Uiteraard kan je vraagtekens plaatsen bij geheime samenwerking met de vijand tijdens de Koude Oorlog. Maar Van Offelen zelf ziet daar minder graten in. Hij pleit voor samenwerking met communistisch China en neemt, ondanks zijn grote vragen bij staatsgeleide economieën, deel aan de eerste Belgische handelsmissie naar het land. En in feite geeft hij ook zelf zijn visie op zijn samenwerking tijdens een gesprek met een Poolse inlichtingenofficier in Poznań in 1960. ‘Kameraad Sokolak’ probeert hem te rekruteren, maar bijt in het zand.

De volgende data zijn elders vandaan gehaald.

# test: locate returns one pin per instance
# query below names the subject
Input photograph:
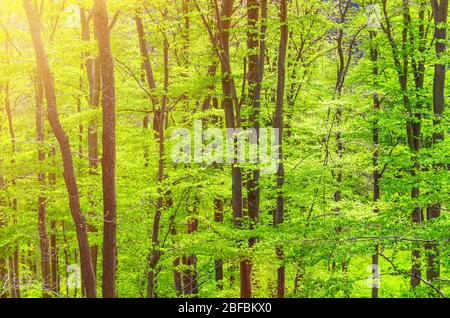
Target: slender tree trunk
(440, 13)
(109, 149)
(375, 156)
(54, 258)
(159, 127)
(278, 217)
(63, 140)
(42, 200)
(92, 66)
(14, 259)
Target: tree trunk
(440, 13)
(42, 200)
(92, 66)
(63, 140)
(278, 217)
(109, 149)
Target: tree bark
(109, 149)
(42, 200)
(278, 217)
(69, 172)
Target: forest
(224, 149)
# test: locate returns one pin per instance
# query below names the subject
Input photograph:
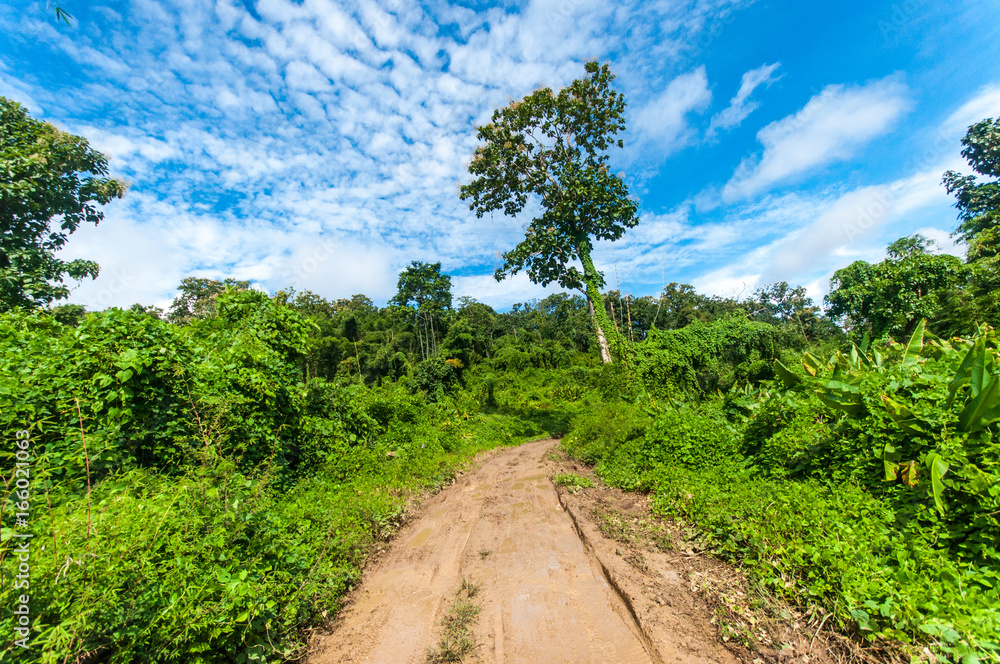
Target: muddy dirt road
(548, 594)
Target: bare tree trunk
(602, 341)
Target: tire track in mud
(545, 593)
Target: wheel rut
(545, 594)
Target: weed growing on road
(458, 638)
(572, 482)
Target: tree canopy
(891, 297)
(50, 183)
(553, 148)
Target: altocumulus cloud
(830, 127)
(253, 133)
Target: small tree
(555, 147)
(197, 298)
(978, 202)
(891, 297)
(428, 291)
(50, 183)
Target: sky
(320, 145)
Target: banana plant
(975, 385)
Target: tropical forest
(248, 472)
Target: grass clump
(572, 481)
(458, 639)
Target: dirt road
(548, 593)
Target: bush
(704, 357)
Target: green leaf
(964, 373)
(938, 468)
(982, 409)
(787, 378)
(915, 344)
(890, 463)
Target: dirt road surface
(549, 593)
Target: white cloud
(662, 123)
(741, 105)
(831, 126)
(501, 294)
(985, 104)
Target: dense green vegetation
(206, 482)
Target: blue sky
(320, 144)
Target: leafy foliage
(705, 357)
(554, 146)
(49, 177)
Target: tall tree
(890, 298)
(196, 299)
(50, 183)
(553, 148)
(423, 287)
(978, 202)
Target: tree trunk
(602, 342)
(602, 323)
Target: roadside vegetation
(206, 482)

In een laatste poging vraagt hij aan Van Offelen of samenwerking mogelijk is als die geen minister meer is, maar Van Offelen antwoordt: ‘Niet echt, niet echt. Ik ben zo betrokken in maatschappelijke activiteiten dat het niet uitmaakt of ik minister ben of niet. Ik ben ook volksvertegenwoordiger, toen [tijdens zijn samenwerking van 1954 tot 1957] was ik dat niet en ik herhaal dat ik me toen met private aangelegenheden bezighield, die in het Westen een ander karakter hebben. Hier bij jullie is dat anders, iedereen dient het collectief, maar in het Westen maken we een onderscheid tussen maatschappelijke en private engagementen. Onder de privézaken die ik toen ondernam, was er ook economische documentering. Maar dat behoort tot het verleden. Ik had een bureau, maar heb dat geliquideerd. Waarom? Ik weet het niet, uit tijdsgebrek. En daarom wierp ik me op officiële activiteiten. Voor mij is het nu onmogelijk geworden om informatie uit te wisselen. Ik zeg het u in alle oprechtheid, we zijn goede vrienden.
[…]
Ik begrijp jullie goed, maar ik geef nu vaak veel meer diensten als minister. Kijk maar naar het feit dat ik naar Poznań ben gekomen. Het is de eerste keer dat een minister van Buitenlandse Handel naar Poznań komt. Ik heb de Pools-Belgische Kamer van Koophandel geopend. Dat is de eerste keer, de opening van een kamer van koophandel tussen België en een Oost-Europees land.’